In 2010, some of the members of the Schal Sick Brass Band started another project, which is once again breaking new ground. This project is known as the Tabadoul Orchestra.
"Tabadoul" is an Arabic word meaning exchange. This exchange has so far revolved around an epoch-making artist and cosmopolitan entertainer who enriched more than just the Arab world, though he is still largely unknown in the West: the legendary Egyptian composer, musician and actor Mohammed Abdel Wahab (1902–1991).
Pioneer and innovator of Arab art music
Mohammed Abdel Wahab's innovative orchestration and composition technique makes him, along with Sayed Darwish, the most important pioneer and innovator of Arab art music in the twentieth century. Born in Cairo in 1902, as a young boy he learned to recite the Koran, which was the norm in those days. But Abdel Wahab was not only rooted in tradition, he was also a man of his time.
The good-looking, smart entertainer founded Egypt's first professional record company. He was also the first to recognise the significance of talking pictures for the mass marketing of music in the Arab world. In the 1930s, Abdel Wahab wrote and produced the first Egyptian film musicals – a format that was particularly successful in the 1940s.
As a composer, Abdel Wahab had the unique talent of being able to blend oriental and global musical traditions. However, some of his pieces were up to an hour long. How can a modern ensemble adjust these lengths to suit today's listening habits?
"For one thing, we shortened most of Abdel Wahab's pieces a lot," explains the trumpeter and co-founder of the Tabadoul Orchestra, Udo Moll. "As Europeans, with European conditioning, we simply can't sit through many of the pieces. We don't speak Arabic, so the tarab isn't accessible to us. After ten minutes, many of us think: right, I've heard enough now, because a lot of things are repeated – and because it's very elegiac, very drawn out."

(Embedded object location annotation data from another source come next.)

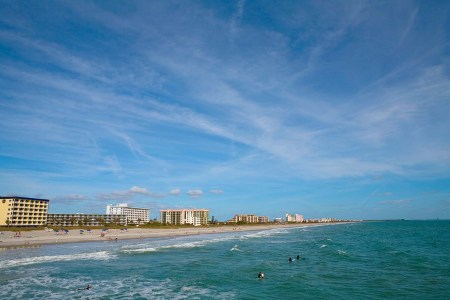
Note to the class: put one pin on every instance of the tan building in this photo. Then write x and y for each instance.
(21, 211)
(249, 219)
(85, 220)
(294, 218)
(194, 217)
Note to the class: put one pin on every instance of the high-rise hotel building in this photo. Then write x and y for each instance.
(134, 215)
(21, 211)
(194, 217)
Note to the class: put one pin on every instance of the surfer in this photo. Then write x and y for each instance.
(88, 287)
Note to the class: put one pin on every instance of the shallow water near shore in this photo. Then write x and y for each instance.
(369, 260)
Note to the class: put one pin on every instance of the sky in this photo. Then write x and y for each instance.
(329, 109)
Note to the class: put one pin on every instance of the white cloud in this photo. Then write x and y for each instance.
(70, 197)
(175, 192)
(216, 191)
(195, 193)
(130, 194)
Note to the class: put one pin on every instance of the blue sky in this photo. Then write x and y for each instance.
(324, 108)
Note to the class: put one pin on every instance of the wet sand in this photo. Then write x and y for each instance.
(41, 237)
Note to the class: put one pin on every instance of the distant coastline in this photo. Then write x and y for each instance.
(8, 239)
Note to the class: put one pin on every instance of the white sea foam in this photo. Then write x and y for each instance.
(101, 255)
(198, 241)
(235, 248)
(342, 252)
(173, 244)
(44, 286)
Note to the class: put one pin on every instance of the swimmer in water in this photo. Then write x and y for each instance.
(88, 287)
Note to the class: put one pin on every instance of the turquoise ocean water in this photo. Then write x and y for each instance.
(369, 260)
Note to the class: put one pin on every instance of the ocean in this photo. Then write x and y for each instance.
(367, 260)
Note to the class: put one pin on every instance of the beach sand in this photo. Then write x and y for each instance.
(8, 239)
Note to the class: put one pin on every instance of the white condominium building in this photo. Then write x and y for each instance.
(22, 211)
(294, 218)
(249, 219)
(133, 214)
(194, 217)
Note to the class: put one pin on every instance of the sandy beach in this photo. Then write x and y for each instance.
(9, 239)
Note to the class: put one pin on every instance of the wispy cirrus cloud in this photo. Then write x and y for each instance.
(130, 194)
(195, 193)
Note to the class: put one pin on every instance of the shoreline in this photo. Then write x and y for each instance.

This is why Udo Moll and the Tabadoul Orchestra reduced Abdel Wahab's pieces, creating more compact, rockier versions, to which Western listeners will also be able to relate. This was possible because Mohammed Abdel Wahab was himself an innovative and eclectic musician who integrated musical styles from all over the world into Egyptian music.
He enlarged the traditional Egyptian orchestra, which is dominated by stringed instruments, adding Western instruments like the guitar and the piano, also using the electronic versions of both instruments. Abdel Wahab's compositions used Latin American and Western dance rhythms, among others, such as rhumba, cha-cha, waltzes and swing. He had no qualms about copying entire sections of melodies from international songs. In those days, nobody was interested in copyright.

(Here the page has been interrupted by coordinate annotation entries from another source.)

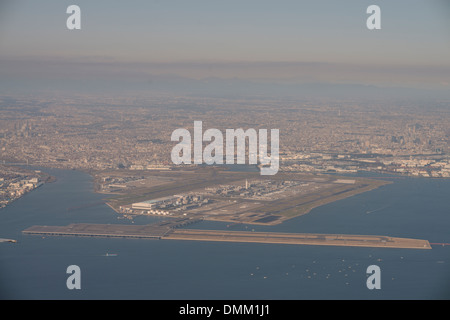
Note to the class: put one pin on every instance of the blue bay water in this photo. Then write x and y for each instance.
(35, 267)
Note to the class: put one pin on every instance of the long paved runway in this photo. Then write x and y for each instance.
(167, 230)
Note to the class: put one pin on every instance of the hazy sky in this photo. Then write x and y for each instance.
(304, 41)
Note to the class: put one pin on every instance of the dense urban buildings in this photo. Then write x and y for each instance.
(92, 133)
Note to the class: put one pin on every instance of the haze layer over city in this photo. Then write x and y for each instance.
(354, 97)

The "Wahab Screening" underground art project
In early 2013, the Tabadoul Orchestra underwent a change: some of the Schal Sick Brass Band musicians left and were replaced by musicians playing the double bass and vibraphone. In the same year, the band worked with young video artists from the underground art scene in Beirut to stage the "Wahab Screening" project.
Based on clips from Abdel Wahab's musical films, the performance illustrator Mazen Kerbaj and the video artist Raed Yassin created live performance artworks that reflected the social reality and the situation of art in the Middle East of the twenty-first century.
Since 2013, the orchestra has been appearing regularly with the charismatic Lebanese singer Rabih Lahoud. The current tour, which is taking the orchestra to Cologne, Lebanon and Dubai among other places, also features the Lebanese actress and singer Sandy Chamoun for the first time.
"I met the Tabadoul Orchestra in Beirut, and I'm very glad to be able to be part of it all now," she said at her first performance in Cologne. "Mohammed Abdel Wahab was a romantic. He sang about love and nostalgia. His songs have influenced generations and we young people in Lebanon also carry his songs within us. It connects people, across generations and borders."